Per curiosità ho chiesto a una barista: “Ma da quanto tempo è così?”. E lei: “Io lavoro qui dall’agosto scorso ed era anche peggio. Ma era così da prima… E chissà per quanto ancora lo sarà”.

Oggi a Milano, che dovrebbe essere la capitale economica, il motore dell’Italia che produce (ma che sta diventando una sorta di colonia cinese), è deragliato un treno, il treno dei pendolari, e la sciagura ha provocato la morte di tre donne e il ferimento grave di decine di passeggeri.  Ha ceduto un binario. Adesso partiranno i consueti avvisi di garanzia. Poi tra qualche settimana non se ne parlerà più.

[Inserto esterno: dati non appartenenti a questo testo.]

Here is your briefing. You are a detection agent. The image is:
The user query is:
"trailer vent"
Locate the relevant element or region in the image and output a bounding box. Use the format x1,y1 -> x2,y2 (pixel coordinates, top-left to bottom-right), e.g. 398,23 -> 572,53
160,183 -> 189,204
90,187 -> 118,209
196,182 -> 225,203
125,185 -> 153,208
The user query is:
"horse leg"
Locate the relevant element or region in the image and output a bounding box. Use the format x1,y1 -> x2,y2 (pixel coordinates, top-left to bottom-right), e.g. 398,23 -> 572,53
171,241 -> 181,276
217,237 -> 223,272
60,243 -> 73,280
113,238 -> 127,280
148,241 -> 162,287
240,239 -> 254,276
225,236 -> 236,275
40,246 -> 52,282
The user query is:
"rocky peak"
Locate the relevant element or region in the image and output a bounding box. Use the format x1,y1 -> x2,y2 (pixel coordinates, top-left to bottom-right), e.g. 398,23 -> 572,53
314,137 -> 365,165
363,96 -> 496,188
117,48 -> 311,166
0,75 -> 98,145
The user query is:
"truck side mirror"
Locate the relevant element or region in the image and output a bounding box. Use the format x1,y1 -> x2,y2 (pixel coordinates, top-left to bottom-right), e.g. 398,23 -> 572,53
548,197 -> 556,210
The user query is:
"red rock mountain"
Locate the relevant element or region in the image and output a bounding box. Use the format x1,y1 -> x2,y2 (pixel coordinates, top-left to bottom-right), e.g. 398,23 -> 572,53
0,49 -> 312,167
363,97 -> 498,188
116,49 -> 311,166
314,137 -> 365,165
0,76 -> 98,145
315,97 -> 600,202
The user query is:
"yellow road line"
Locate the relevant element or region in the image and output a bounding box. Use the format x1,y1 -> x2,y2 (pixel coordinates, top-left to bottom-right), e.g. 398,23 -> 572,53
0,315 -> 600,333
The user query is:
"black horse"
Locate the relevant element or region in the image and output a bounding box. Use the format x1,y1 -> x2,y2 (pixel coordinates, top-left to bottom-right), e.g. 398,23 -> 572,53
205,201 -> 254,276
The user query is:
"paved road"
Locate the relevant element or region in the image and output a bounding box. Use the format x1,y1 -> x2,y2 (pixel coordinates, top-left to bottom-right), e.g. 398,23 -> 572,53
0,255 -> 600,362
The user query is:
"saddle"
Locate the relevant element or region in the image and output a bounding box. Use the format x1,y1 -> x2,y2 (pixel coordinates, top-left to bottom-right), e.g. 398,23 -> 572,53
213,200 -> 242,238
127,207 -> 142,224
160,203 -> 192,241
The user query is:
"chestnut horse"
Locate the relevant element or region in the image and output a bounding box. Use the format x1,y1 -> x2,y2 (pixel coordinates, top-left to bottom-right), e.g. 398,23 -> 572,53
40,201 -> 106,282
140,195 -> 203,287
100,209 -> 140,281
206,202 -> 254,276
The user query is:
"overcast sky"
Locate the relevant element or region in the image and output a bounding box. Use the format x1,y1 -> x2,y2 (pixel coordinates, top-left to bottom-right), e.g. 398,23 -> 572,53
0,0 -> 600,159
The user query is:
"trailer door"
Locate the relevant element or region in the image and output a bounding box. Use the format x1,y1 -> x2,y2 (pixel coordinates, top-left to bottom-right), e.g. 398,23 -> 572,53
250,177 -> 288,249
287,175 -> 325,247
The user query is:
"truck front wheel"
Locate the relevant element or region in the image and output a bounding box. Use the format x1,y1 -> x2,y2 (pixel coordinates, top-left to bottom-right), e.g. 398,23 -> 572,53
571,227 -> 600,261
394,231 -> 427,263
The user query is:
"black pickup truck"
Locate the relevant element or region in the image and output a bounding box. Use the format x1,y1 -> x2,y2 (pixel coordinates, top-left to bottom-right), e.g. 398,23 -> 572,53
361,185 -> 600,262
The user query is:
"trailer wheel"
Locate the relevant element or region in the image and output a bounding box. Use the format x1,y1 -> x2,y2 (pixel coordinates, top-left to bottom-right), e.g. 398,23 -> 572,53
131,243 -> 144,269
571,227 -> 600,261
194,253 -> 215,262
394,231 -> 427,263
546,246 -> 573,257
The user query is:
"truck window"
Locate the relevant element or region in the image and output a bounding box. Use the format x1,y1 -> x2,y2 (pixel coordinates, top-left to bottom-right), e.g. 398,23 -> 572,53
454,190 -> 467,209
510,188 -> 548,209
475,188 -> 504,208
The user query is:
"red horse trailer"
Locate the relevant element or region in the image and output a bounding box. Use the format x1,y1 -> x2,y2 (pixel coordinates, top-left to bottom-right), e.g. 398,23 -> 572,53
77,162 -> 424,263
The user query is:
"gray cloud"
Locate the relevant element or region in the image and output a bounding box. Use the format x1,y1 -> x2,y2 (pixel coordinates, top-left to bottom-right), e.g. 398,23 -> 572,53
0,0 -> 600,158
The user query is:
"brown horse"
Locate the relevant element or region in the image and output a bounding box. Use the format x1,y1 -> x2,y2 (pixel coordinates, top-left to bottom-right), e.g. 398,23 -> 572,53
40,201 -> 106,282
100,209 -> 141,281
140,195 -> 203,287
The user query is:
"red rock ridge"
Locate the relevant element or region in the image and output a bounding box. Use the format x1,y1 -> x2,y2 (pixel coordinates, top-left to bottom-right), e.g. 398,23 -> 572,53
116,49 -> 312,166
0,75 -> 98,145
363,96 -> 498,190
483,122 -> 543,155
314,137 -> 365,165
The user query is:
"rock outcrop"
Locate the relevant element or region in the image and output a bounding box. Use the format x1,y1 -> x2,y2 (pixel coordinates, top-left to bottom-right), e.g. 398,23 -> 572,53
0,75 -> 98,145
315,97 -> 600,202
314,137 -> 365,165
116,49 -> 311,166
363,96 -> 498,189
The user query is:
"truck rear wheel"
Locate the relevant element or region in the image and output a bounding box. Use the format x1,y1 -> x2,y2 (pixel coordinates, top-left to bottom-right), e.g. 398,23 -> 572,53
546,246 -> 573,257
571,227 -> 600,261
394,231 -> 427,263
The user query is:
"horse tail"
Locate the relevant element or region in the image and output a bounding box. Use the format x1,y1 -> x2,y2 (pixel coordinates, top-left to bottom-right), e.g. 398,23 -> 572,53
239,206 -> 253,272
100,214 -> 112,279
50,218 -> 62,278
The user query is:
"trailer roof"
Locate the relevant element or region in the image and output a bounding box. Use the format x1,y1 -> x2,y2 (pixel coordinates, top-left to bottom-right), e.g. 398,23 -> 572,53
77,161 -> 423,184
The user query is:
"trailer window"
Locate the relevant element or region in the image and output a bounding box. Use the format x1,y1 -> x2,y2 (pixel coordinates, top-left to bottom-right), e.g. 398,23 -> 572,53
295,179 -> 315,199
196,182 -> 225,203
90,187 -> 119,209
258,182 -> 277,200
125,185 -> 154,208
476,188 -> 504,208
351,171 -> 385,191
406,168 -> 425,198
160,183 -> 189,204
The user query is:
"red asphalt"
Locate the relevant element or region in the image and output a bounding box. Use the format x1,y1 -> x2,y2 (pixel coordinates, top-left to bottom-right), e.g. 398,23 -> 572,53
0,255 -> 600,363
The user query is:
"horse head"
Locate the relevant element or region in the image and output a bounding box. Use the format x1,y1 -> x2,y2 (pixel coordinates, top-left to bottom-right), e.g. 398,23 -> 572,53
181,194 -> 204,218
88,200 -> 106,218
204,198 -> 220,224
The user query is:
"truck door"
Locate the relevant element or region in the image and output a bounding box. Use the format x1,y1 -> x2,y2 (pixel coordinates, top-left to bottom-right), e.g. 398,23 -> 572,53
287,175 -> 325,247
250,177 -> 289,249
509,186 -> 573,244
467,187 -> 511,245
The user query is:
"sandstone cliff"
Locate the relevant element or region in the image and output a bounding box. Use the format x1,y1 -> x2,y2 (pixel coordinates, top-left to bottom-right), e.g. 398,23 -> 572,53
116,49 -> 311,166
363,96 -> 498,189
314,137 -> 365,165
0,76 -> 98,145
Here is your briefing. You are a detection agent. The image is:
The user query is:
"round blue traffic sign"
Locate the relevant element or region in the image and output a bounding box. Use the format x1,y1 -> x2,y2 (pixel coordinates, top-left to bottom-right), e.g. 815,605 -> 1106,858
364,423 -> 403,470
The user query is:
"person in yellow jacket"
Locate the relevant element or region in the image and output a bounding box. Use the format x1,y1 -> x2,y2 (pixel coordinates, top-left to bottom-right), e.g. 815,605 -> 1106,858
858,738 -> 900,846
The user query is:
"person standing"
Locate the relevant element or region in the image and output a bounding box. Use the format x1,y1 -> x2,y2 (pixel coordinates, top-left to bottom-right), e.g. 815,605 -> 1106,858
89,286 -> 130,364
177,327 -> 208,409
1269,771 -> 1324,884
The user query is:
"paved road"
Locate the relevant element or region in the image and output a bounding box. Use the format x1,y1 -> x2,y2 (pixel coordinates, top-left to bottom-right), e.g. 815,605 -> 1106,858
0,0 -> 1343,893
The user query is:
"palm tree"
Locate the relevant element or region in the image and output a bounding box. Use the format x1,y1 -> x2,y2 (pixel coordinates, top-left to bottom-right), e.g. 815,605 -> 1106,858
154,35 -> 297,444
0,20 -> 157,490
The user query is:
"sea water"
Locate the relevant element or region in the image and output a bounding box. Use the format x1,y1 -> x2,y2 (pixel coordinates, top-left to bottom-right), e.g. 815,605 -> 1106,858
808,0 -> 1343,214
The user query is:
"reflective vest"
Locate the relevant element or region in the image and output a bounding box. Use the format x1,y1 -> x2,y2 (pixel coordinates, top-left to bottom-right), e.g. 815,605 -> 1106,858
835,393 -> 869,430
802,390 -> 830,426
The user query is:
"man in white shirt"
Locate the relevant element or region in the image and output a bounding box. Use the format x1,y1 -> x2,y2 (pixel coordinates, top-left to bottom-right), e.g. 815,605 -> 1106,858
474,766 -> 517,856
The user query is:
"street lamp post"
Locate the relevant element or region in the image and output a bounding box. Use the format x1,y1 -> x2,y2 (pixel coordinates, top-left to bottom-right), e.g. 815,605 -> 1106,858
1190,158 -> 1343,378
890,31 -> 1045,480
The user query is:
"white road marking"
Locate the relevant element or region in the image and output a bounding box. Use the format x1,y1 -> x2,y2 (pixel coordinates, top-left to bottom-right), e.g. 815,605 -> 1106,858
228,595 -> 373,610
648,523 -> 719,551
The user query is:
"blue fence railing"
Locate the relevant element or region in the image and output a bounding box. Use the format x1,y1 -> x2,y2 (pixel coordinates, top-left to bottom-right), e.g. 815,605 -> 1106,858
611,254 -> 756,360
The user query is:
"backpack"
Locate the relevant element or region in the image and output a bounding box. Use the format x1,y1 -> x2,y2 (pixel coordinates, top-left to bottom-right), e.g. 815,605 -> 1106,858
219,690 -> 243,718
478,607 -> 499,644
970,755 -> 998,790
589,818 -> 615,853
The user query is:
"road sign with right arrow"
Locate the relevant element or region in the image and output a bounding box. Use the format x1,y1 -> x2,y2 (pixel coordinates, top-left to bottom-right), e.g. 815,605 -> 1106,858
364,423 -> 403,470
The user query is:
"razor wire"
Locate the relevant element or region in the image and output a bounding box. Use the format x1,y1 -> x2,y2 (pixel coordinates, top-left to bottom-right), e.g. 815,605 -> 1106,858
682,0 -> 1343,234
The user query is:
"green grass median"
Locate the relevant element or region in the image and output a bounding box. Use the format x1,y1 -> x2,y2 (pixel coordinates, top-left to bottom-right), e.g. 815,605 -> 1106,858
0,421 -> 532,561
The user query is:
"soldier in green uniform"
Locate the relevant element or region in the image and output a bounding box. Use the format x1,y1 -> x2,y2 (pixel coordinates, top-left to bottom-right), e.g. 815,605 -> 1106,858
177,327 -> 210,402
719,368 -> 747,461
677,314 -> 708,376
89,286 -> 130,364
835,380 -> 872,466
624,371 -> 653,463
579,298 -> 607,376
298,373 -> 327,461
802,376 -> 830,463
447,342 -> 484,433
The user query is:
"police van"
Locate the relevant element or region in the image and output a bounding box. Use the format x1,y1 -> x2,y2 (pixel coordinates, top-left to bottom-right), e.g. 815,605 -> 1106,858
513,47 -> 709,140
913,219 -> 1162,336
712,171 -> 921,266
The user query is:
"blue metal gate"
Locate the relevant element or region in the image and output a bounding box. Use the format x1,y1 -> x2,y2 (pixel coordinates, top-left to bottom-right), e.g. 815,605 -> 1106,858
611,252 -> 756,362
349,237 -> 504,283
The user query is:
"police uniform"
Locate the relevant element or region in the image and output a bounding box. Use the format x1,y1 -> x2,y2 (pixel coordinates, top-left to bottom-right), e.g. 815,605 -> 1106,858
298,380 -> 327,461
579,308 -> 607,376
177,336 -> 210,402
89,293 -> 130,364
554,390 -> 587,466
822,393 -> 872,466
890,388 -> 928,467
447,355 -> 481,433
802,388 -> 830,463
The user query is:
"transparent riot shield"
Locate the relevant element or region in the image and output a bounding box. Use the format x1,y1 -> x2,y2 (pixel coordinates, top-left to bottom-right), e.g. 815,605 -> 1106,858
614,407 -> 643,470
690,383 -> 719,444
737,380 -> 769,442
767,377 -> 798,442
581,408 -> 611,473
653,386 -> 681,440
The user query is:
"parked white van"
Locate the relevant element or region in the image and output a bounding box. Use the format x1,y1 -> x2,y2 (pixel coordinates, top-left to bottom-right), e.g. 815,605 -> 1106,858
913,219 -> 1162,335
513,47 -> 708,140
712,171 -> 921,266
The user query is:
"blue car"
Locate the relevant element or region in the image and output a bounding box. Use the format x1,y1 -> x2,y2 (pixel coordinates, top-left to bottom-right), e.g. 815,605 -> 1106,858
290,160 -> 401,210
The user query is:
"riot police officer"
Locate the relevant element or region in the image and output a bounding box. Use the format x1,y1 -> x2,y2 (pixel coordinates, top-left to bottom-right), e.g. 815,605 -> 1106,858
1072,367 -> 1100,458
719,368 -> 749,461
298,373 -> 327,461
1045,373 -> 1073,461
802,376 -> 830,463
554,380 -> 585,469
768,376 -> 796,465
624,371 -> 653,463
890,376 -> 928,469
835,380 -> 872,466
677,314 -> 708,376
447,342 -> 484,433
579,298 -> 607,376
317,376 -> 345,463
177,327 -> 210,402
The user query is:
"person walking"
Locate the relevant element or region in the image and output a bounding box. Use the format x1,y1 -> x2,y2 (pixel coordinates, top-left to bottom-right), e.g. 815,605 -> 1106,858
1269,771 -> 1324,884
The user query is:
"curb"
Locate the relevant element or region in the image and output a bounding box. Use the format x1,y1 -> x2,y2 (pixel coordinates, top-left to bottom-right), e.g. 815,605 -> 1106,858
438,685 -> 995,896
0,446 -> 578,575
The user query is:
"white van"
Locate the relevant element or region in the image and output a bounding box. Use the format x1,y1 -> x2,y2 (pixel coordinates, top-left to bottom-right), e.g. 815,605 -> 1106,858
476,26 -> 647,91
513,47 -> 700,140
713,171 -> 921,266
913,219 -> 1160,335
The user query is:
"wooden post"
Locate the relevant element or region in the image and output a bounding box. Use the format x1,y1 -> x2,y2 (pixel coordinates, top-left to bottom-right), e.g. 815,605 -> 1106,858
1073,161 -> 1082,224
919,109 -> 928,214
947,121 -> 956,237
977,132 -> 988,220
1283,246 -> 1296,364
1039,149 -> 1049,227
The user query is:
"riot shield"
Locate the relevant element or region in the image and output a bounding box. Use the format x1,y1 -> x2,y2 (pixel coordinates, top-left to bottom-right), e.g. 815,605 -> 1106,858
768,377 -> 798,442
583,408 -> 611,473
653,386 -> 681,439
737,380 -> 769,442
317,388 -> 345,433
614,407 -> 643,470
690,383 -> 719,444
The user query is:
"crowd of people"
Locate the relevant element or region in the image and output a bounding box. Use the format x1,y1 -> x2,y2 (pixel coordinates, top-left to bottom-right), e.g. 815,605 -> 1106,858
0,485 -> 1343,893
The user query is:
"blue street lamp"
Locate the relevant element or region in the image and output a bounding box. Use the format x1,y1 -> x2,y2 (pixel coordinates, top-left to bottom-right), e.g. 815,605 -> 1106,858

In ogni caso non c’è da stare tranquilli, se si pensa che sulla rete ferroviaria italiana circolano treni che raggiungono i 400 chilometri all’ora.

Non intendo con questo associarmi a chi, come Silvio Berlusconi e Matteo Salvini, in pieno clima elettorale, ha puntato il dito contro i tagli del Governo alle reti di trasporto locali. Però il Cavaliere ha ragione quando dice: "Purtroppo siamo in debito rispetto alle infrastrutture. Abbiamo un distacco con la Spagna e la Francia di almeno il 50 per cento. Dobbiamo migliorarle".

Vien da chiedersi cos’abbiano fatto negli anni scorsi in tal senso i “suoi” governi… Ma la critica, pensando all’aeroporto di Linate ci sta.

Intanto però l’Italia va avanti tra sprechi, tangenti, povertà galoppante, mafie e privilegi, e continua a raccontare a se stessa le sue eccellenze e i suoi primati, cullandosi sugli allori di meraviglie artistiche che, certamente, non hanno eguali al mondo. Ma se esci dai centri storici ti rendi conto che quelle meraviglie sono stritolate da paesaggi e da scene di degrado: basta guardare le strade dissestate del lung’Arno a Firenze.

Forse è tempo e ora che qualcuno, al di là di chi si alterna al Governo, inizi a pensare che l’Italia è un Paese da ricostruire, partendo dalla cultura politica e soprattutto civile. È sempre utile, per quanto possa valere questa statistica, ricordare che nell’indice delle nazioni più corrotte, l’Italia galleggia nei bassi fondi, dopo Cuba e Romania e appena sopra al Senegal.

Intanto ci si consola con il Grande Fratello e con l’Isola dei famosi, con drammi e tragedie trasformate in soap opera, con una tivù spazzatura da pulp fiction che avvelena le coscienze.

Quindi, i temi dominanti a parte una politica a cui credono ormai in pochi, sono le risse in tivù tra Tina Cipollari e Gemma Galgani, o Lilli Gruber che richiama in diretta il deputato dei 5 Stelle Danilo Toninelli… O il Festival di Sanremo, che è alle porte… E naturalmente il campionato di calcio, intoccabile, nonostante la cocente delusione dell’esclusione dei Mondiali.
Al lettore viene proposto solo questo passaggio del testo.